Over the years, the catchphrase of the entire real estate industry has become “location, location, location.” But what exactly should you be looking for when it comes to the location of your new home?
This short article lists five of the top aspects of property location to consider and explains why location really does matter when it comes to buying a home.
Choosing a particular neighbourhood to make your home in often boils down to personal choice, which might be influenced by your stage of life, family needs, or other factors. But popular neighbourhoods usually have a few key points in common, such as their appearance, centrality, bustle (or lack thereof), and dominant housing styles.
Make a wish list for your neighbourhood based on your needs: perhaps you love the bustle of inner-city apartment living, or maybe you’d prefer a leafy, quiet suburban area with larger homes and gardens.
Whatever you decide, take the time to wander around the neighbourhood at different times during the week and chat with a few locals to get a feel for the area. Look how well kept private and public areas are, including pavements, gardens, and the homes you’ll be living amongst.
Ask your agent how quickly properties sell in the neighbourhood to give you an idea of how popular the area is.
And finally, you might also like to do a little research into the local council and crime rates to make sure the area you choose is the best possible fit for you.
Choosing a great neighbourhood is your starting point, but you’ll also want to find a block that’s well-located within your chosen area. You can always renovate or rebuild a house, but it’s impossible to change the shape, orientation or location of the block itself!
North-facing properties usually boast much sought-after light, while well-proportioned yards can be a must for families or keen gardeners. Of course, a beautiful outlook will always be a winning prospect, as will proximity to parks, sports fields, beaches and other natural areas.
On the other hand, a block set on a hill with steep steps or one where the neighbours’ windows open right onto your patio could be a real no-no.
Check the noise levels around your block - is there a lot of early morning traffic, or do late-night carousers tend to head home past your front door?
Is your block right next to a busy commercial area, railway line or public parking lot? It might be convenient, but will the associated noise bother you in the long run or make the property harder to sell in the future?
Accessibility is an important consideration for everyone when looking for a home. Whether you need to drive or bike to work every day, ferry kids around to all of their activities, or get to the local shops on foot or by public transport, accessibility matters.
Commuters will need easy access to major transit routes, whether by car or on public transport. Some will also want to scope out the local bike lanes to make sure they are safe and usable for the daily rides to and from work.
It’s also a good idea to see if there is more than one route out of your area and a reasonable amount of on-street parking, especially if you don’t have a car space or you’ve chosen to live in an area that gets very busy at peak travel times or during holidays.
Check bus, ferry or train routes for convenience and frequency, and find out how much a typical cab fare is to your usual haunts.
Being within arm’s reach of the amenities you need can make a huge difference to your quality of life, so it’s really important to find a location close to the services you need.

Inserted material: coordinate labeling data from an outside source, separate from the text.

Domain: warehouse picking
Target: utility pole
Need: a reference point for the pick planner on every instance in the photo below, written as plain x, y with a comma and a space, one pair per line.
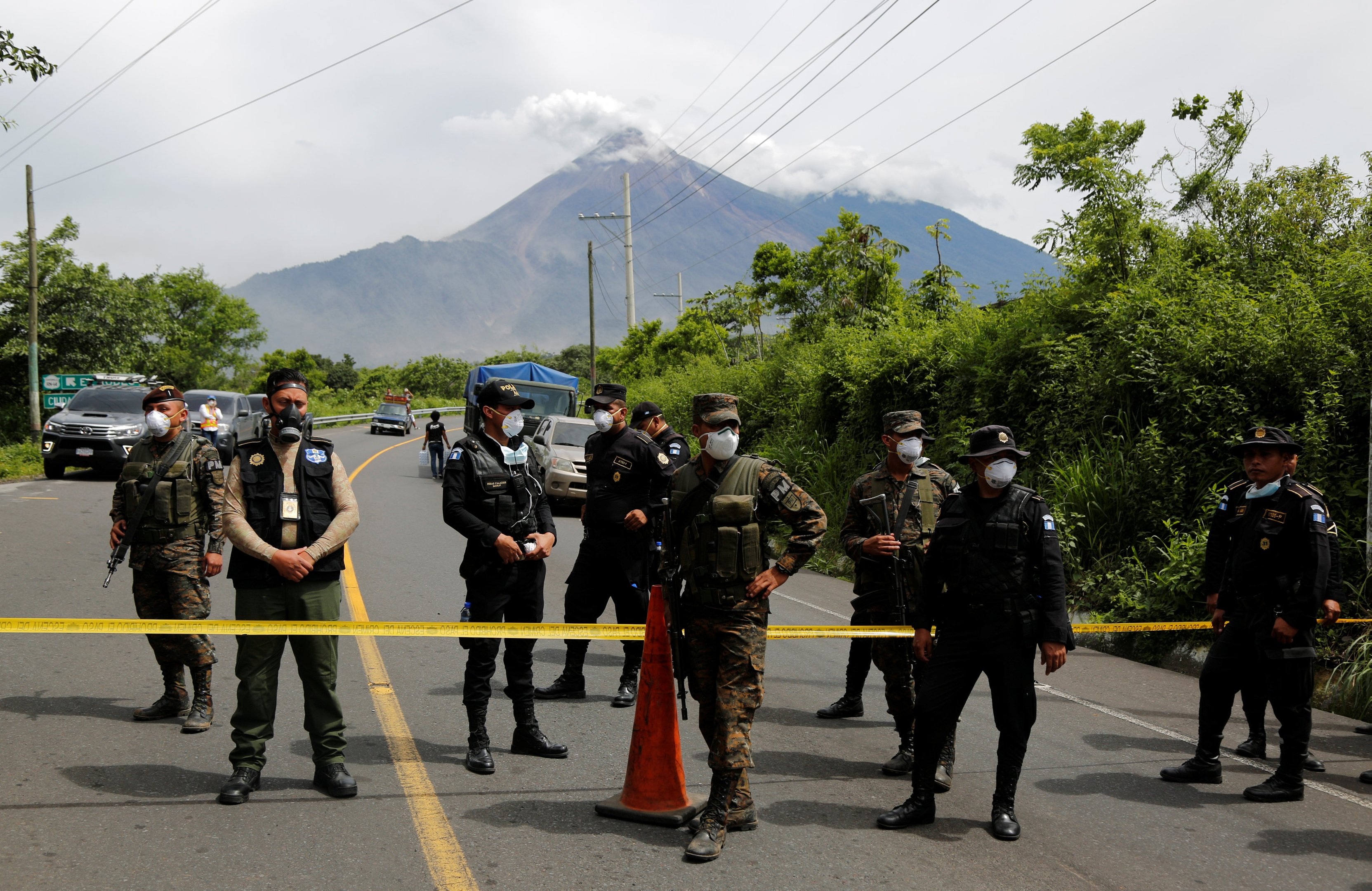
35, 415
629, 260
590, 288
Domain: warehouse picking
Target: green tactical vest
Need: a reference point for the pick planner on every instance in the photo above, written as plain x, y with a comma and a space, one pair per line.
175, 511
722, 545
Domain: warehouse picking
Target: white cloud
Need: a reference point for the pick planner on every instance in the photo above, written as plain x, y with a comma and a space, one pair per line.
571, 120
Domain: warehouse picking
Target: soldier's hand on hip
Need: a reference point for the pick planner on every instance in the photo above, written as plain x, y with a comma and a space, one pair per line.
1283, 631
508, 549
880, 545
766, 584
542, 545
924, 644
1054, 655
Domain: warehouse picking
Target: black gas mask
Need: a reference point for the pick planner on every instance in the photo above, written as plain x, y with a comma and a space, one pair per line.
290, 425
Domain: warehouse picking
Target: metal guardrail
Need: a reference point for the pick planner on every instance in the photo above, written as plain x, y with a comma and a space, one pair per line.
344, 419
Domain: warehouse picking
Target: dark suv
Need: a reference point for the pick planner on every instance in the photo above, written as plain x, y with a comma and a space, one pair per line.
97, 429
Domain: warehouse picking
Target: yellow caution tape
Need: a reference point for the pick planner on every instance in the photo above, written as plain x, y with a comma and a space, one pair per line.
492, 629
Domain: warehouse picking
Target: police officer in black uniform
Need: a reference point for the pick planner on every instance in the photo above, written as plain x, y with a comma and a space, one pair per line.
627, 477
1275, 543
649, 419
994, 585
493, 499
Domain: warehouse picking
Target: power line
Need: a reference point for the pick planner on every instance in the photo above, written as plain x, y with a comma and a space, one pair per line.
901, 90
947, 124
99, 88
73, 55
653, 214
299, 80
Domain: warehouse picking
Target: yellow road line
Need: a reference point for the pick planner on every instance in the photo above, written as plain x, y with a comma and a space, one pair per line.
442, 853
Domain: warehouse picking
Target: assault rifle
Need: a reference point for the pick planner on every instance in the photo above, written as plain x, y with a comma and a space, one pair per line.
673, 599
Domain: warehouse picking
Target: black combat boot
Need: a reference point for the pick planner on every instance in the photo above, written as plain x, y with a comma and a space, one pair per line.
903, 761
1256, 746
849, 706
708, 841
914, 811
743, 813
529, 739
1204, 768
335, 780
1286, 785
570, 684
627, 694
1003, 824
478, 743
201, 716
173, 702
943, 773
240, 785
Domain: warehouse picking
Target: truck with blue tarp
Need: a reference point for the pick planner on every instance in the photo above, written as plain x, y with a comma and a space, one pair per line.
554, 392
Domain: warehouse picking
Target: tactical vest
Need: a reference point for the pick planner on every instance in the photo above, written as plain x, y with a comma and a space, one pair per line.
985, 562
175, 511
504, 499
722, 545
262, 486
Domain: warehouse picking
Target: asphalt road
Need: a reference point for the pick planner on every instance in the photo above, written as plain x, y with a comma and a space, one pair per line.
97, 801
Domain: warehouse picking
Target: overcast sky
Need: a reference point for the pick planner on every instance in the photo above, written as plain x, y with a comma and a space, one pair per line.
441, 127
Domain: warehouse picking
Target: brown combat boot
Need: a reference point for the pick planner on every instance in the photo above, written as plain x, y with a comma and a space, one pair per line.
173, 702
201, 716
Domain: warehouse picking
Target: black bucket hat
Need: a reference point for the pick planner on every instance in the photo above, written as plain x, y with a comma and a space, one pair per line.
990, 441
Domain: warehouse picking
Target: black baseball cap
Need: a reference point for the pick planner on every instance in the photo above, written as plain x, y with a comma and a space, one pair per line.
1274, 437
643, 412
502, 393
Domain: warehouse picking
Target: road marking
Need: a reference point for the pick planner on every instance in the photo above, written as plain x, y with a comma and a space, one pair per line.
446, 863
1190, 740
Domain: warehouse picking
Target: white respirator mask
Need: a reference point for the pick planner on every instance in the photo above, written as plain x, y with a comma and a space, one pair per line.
999, 473
158, 423
722, 446
910, 449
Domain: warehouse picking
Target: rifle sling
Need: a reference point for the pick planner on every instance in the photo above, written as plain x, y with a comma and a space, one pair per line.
146, 499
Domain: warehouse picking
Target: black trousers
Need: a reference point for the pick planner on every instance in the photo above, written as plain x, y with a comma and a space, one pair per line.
964, 654
1245, 653
504, 594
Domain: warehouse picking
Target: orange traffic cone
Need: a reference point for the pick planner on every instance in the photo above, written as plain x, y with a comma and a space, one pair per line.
655, 785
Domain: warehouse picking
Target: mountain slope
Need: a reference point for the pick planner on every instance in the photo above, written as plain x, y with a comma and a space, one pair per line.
518, 276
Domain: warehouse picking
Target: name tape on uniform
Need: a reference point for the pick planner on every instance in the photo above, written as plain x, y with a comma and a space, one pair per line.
493, 629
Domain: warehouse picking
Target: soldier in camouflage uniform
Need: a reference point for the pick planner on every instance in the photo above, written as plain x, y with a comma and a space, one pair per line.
169, 559
914, 490
721, 503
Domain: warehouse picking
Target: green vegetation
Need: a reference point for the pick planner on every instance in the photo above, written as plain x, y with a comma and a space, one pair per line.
1171, 329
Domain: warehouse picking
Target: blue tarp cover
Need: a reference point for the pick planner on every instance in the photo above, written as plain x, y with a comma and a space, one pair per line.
518, 371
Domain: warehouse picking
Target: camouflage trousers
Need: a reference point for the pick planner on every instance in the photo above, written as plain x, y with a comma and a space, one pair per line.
726, 655
168, 584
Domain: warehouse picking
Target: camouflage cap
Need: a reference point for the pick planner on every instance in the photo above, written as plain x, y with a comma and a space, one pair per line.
905, 422
714, 408
163, 393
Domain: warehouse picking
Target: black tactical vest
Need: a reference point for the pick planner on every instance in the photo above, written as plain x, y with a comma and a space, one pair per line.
262, 486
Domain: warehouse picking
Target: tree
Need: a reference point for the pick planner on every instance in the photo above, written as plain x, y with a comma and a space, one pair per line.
20, 61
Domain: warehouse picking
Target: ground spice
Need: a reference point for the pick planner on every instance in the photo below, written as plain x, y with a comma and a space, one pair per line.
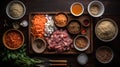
77, 9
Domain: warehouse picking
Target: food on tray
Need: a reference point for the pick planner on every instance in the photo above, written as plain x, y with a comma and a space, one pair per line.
104, 54
61, 20
83, 31
106, 30
74, 27
38, 25
77, 9
94, 9
81, 42
86, 22
49, 26
59, 41
16, 9
39, 45
13, 39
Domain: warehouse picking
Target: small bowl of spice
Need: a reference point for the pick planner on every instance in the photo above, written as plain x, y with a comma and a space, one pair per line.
104, 54
77, 9
74, 27
86, 22
39, 45
13, 39
96, 8
15, 9
61, 19
81, 43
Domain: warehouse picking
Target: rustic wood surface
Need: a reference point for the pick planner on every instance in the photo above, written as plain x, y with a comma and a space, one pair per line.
112, 10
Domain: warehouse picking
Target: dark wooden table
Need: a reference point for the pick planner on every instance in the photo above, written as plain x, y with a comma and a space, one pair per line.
112, 10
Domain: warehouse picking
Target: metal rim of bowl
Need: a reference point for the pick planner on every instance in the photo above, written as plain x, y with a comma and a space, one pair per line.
79, 49
79, 4
82, 54
100, 14
114, 23
5, 42
71, 21
107, 48
43, 49
7, 10
56, 21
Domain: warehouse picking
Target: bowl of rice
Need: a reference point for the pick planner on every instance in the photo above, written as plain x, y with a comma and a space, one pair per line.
106, 29
15, 10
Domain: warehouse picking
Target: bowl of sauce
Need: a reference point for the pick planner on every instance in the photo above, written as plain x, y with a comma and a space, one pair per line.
77, 9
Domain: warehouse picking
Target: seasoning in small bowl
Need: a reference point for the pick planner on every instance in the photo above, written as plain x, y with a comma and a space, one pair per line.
39, 45
61, 19
13, 39
96, 8
77, 9
104, 54
86, 22
74, 27
15, 9
81, 43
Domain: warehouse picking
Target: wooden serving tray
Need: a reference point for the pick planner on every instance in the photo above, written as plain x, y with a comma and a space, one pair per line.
70, 17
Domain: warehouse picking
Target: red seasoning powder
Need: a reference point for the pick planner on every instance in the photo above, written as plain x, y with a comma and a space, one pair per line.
77, 9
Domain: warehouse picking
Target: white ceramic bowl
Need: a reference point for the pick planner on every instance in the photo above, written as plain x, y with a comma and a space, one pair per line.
99, 5
104, 30
8, 9
87, 45
77, 9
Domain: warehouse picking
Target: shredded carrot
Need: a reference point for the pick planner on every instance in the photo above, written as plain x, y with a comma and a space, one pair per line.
38, 25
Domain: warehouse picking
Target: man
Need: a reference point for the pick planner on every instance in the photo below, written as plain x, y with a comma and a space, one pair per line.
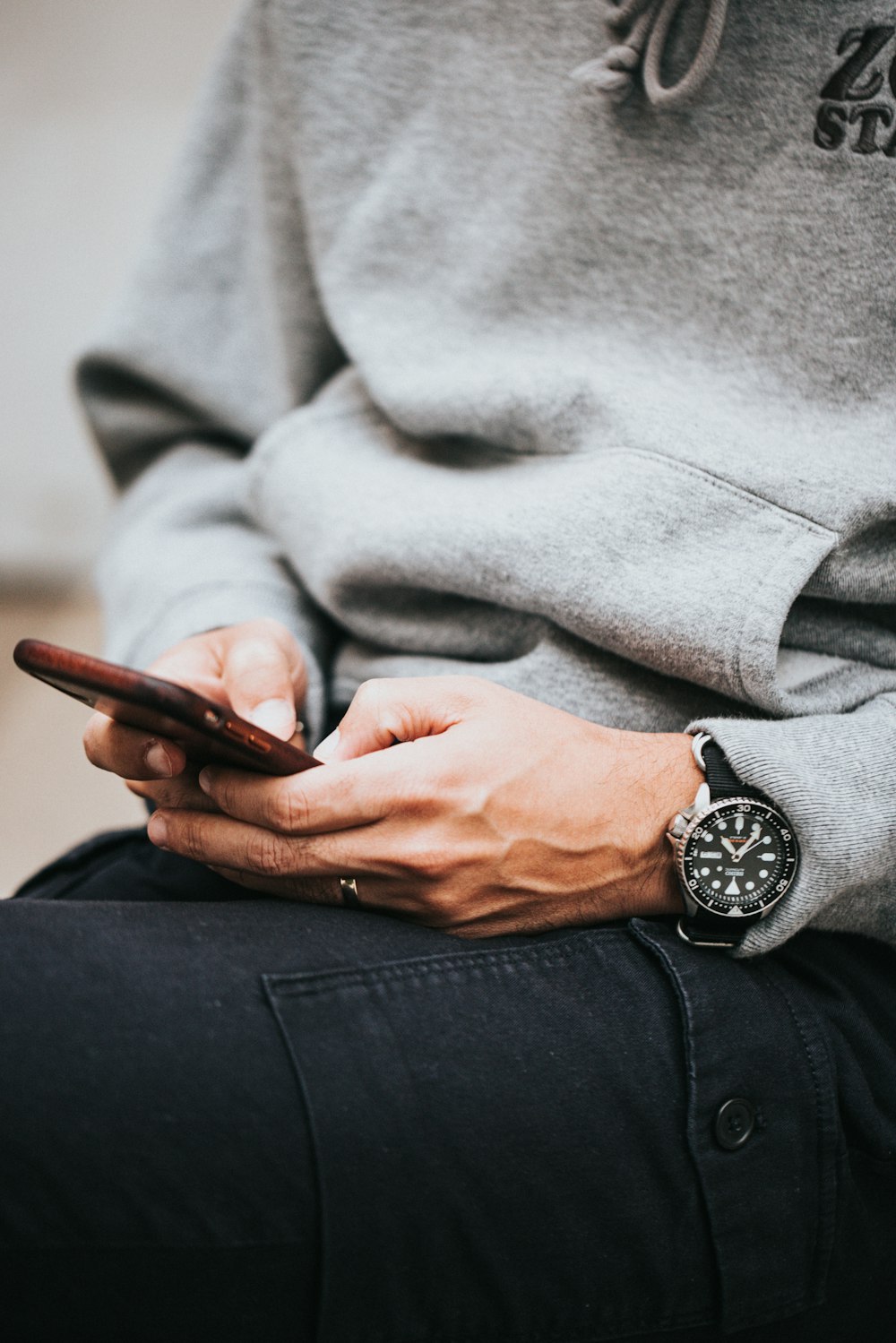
533, 443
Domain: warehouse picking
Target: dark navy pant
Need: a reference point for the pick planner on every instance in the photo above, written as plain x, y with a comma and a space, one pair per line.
239, 1119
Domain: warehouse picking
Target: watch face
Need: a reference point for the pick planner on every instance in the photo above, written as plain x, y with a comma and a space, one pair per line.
737, 857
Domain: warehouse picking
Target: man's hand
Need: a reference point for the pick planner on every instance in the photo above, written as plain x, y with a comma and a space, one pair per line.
257, 669
490, 813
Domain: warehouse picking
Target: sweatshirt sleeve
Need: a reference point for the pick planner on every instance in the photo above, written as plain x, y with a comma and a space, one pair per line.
218, 335
833, 775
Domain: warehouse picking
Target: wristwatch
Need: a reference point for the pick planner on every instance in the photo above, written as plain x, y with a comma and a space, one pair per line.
735, 853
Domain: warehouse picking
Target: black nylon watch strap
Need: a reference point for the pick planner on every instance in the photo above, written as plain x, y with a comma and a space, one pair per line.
721, 779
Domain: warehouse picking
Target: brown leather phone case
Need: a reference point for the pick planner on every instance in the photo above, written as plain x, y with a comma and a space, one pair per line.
207, 731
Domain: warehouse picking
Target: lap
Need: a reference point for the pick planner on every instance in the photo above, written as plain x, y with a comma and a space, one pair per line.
506, 1141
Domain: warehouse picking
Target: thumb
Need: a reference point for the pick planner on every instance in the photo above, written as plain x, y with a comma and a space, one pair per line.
384, 712
263, 678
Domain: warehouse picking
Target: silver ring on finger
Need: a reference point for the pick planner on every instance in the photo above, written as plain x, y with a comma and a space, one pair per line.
349, 888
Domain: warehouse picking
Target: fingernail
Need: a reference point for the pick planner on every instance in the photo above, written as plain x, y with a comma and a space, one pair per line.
328, 745
158, 759
274, 716
158, 831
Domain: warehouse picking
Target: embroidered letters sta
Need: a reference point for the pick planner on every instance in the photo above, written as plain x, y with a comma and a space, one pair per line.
858, 101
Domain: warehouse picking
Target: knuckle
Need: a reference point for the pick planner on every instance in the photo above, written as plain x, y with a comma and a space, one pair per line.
290, 812
265, 855
429, 861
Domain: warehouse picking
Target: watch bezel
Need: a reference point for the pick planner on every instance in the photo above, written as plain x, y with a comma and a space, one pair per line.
755, 908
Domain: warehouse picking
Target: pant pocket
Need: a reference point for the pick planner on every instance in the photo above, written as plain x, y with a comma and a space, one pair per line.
501, 1144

For many young families, schools are an enormous factor, so you’ll want to check your neighbourhood’s catchment areas and ease of transport to and from your kids’ primary or secondary schools.
Proximity to shops, hospitals, cafés and restaurants, entertainment or sports facilities, and other everyday services is another box that, depending on your needs, you’ll want to tick when it comes to choosing the ideal location for your home.
One area that can have a major influence on your property, but that people often forget to research, is the potential for future development in the area.
Your neighbourhood might not have all the amenities you hope for right now, but perhaps there are plans to develop the area and dramatically improve local infrastructure.
On the other hand, there may be plans for less attractive commercial or residential developments that could affect the future appeal of your property.
Check with the local council about development applications and plans for your area.
Summing up, or why location matters so much
Choosing to live in a certain area is, of course, a personal matter and will largely depend on what you and your family need to thrive.
However, it’s also important to consider your home as a long-term investment that you may wish to sell in the future.
Making sound decisions about the location of your property can add thousands to its resale value, so it makes sense to take the time to research your chosen area - for your own pleasure and peace of mind and, in time, to appeal to the largest number of potential future buyers.
Much of this information can be gleaned from a great local real estate agent, who will be able to offer insights and expert guidance to help you choose the best location for your new home.